What are DORA metrics?
DORA metrics are four measurements of software delivery performance developed by the DevOps Research and Assessment (DORA) team. They emerged from six years of research involving tens of thousands of engineering teams worldwide and are now the most widely validated framework for assessing DevOps capability.
The core finding: high-performing teams are not trading speed for stability. Elite performers deploy more frequently and more reliably than low performers — speed and quality move together.
The four metrics
1. Deployment Frequency
How often does your team deploy to production? This metric captures delivery cadence. Higher frequency generally means smaller, lower-risk changes and faster feedback from real users.
| Band | Deployment frequency |
|---|---|
| Elite | Multiple times per day |
| High | Once per day to once per week |
| Medium | Once per week to once per month |
| Low | Less than once per month |
2. Lead Time for Changes
How long does it take from code commit to production deployment? This measures the efficiency of the delivery pipeline — from writing code to delivering value to users.
| Band | Lead time |
|---|---|
| Elite | Less than one hour |
| High | One hour to one day |
| Medium | One day to one week |
| Low | More than one month |
3. Time to Restore Service (MTTR)
How quickly can your team restore service after an incident? This measures the operational response capability of the team and the quality of observability, runbooks, and incident processes.
| Band | Time to restore |
|---|---|
| Elite | Less than one hour |
| High | Less than one day |
| Medium | Less than one week |
| Low | More than one week |
4. Change Failure Rate
What percentage of deployments cause a failure requiring remediation (rollback, hotfix, or patch)? This measures deployment quality and testing effectiveness.
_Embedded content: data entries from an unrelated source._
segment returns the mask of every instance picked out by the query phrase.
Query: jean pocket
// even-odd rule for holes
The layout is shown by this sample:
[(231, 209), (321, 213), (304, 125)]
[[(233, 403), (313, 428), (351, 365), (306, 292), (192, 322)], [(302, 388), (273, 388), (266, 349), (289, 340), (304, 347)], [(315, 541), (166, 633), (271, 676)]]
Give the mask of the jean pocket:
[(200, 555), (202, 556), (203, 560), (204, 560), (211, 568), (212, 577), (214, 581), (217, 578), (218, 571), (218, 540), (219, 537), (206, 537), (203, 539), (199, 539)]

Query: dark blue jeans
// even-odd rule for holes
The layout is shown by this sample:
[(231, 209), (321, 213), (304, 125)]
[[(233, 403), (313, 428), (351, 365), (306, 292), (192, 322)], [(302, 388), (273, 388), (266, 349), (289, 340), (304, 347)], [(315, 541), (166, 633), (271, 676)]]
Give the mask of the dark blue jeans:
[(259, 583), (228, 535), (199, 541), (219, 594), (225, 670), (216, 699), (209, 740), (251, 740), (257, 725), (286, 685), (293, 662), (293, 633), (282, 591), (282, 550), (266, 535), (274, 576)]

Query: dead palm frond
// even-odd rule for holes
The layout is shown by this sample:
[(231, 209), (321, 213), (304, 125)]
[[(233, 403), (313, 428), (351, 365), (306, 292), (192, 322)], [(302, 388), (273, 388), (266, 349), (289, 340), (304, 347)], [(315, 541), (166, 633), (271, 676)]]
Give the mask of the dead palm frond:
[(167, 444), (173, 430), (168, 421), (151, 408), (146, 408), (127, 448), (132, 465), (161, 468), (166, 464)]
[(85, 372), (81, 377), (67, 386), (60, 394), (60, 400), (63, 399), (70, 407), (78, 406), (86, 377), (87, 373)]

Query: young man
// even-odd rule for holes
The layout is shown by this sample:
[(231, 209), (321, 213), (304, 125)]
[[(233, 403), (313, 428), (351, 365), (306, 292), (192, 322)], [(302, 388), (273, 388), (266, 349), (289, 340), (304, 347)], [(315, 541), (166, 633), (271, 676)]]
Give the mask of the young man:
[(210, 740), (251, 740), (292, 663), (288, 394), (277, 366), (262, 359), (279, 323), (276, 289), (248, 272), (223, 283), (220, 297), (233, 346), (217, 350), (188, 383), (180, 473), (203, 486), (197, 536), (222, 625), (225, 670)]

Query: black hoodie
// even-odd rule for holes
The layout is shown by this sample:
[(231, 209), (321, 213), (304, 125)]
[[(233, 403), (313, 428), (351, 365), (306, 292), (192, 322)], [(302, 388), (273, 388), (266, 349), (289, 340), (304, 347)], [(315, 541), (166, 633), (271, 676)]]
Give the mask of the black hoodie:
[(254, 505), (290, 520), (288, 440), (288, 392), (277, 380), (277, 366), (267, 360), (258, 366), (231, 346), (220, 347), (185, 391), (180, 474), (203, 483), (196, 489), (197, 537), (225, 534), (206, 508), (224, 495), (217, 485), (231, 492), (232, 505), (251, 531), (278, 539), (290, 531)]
| Band | Change failure rate |
|---|---|
| Elite | 0–15% |
| High | 16–30% |
| Medium | 31–45% |
| Low | More than 45% |
Key research findings
Elite performers are significantly more likely to meet their reliability and performance targets. They also report lower burnout rates and better team culture. The research consistently finds that you do not have to choose between speed and stability — the practices that improve one tend to improve the other.
The strongest levers for improvement are: investing in CI/CD automation (improves deployment frequency and lead time), improving test coverage and quality (reduces change failure rate), and investing in observability and runbooks (reduces MTTR).